Estamos no ápice da chamada “Era dos Festivais”. Era também o ápice da Jovem Guarda. No primeiro grupo, destacavam-se todos os filhos da Bossa Nova. No outro, tinha-se um movimento sócio-cultural cuja grande força motriz era a música rock. Vinícius de Moraes era um dos grandes mestres do primeiro; Roberto Carlos, o líder do outro.

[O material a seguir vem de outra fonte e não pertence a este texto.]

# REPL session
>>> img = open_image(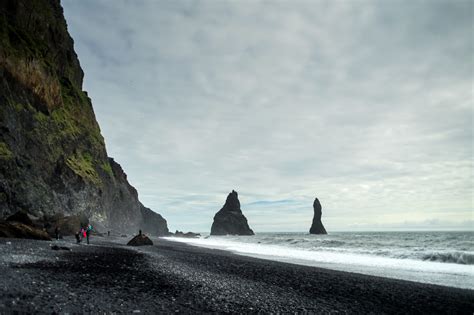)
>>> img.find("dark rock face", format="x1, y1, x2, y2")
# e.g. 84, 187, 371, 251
0, 221, 51, 241
309, 198, 328, 234
127, 234, 153, 246
0, 0, 168, 235
140, 204, 169, 236
173, 230, 201, 238
211, 190, 254, 235
7, 211, 33, 226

Vinícius venceu, como compositor, o primeiro Festival da Música Brasileira – TV Excelsior, 1965 – com a fabulosa “Arrastão”, parceria com Edu Lobo. Roberto se tornara o primeiro a romper a barreira de 1 milhão de discos no Brasil com a indescritível “Quero que vá tudo pro inferno”, parceria com Erasmo Carlos. Em resumo, eram dois monstros (con)sagrados, embora de duas vertentes distintas. E seria o próprio Vinícius, causando choque na turma de jurados e concorrentes, a escolher Roberto para defender “Anoiteceu” no Primeiro festival da Record – ou o “II Festival da Música Popular Brasileira” – em 1966.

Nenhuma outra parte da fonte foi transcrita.